The mature mRNA can only leave the nucleus if it has been capped at the 5' end, polyadenylated and splicing is complete. Specific proteins bind both the 5' cap and the poly-A tail and mark the mRNA for transport through the nuclear pore. Once in the cytoplasm, the mRNA will associate with the ribosome for translation. The mRNA will eventually be degraded. The lifetime of different mRNAs varies from minutes to hours.

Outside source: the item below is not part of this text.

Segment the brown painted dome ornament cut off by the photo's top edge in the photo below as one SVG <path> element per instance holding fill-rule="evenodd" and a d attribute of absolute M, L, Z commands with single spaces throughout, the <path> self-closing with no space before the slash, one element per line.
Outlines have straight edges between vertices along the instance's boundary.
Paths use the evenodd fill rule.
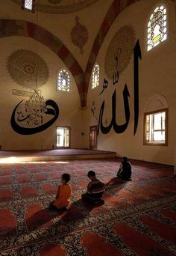
<path fill-rule="evenodd" d="M 10 0 L 22 5 L 22 0 Z M 42 13 L 75 13 L 95 4 L 98 0 L 40 0 L 35 3 L 35 10 Z"/>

Transcription is the process of copying DNA into mRNA, catalyzed by the enzyme RNA polymerase. In prokaryotic cells there is a single RNA polymerase, but in eukaryotic cells there are several; RNA polymerase II catalyzes the synthesis of mRNA. In prokaryotes and eukaryotes transcription is initiated at the promoter region, where RNA polymerase initially binds upstream of the start of transcription. In prokaryotic cells, RNA polymerase plus the sigma factor are sufficient for the precise binding of the polymerase to the sequences at positions -35 and -10 of the promoter. Transcription continues until a termination signal in the DNA is transcribed and the RNA structure assumed by this sequence signals the dissociation of the polymerase from the DNA. Eukaryotic transcription is similar yet has several unique features. First, transcription initiation is much more complex in a eukaryotic nucleus. General transcription factors are required to bind the promoter, to recruit RNA polymerase II, and to modify RNA polymerase to start transcription. Second, the mRNA is modified at both the 5' and 3' ends in a template-independent fashion. At the 5' end, the mRNA is capped by the addition of a methylated guanine nucleotide. At the 3' end, the termination signal in the mRNA is cleaved and the mRNA is polyadenylated to add between 100-250 adenine nucleotides. Third, eukaryotic mRNA is spliced to remove the introns and join the exons in the mature mRNA. Cleavage of introns is mediated through an intramolecular cleavage, factilitated by snRNPs, resulting in the distinct intron lariat structure. Alternative splicing creates different mRNAs by selective inclusion of exons; often, this is to create tissue-specific mRNAs. Splicing of the pre-mRNA is mediated by the snRNAs of the spliceosome. Only the capped, spliced and polyadenylated mRNAs are exported from the nucleus into the cytoplasm and used for translation.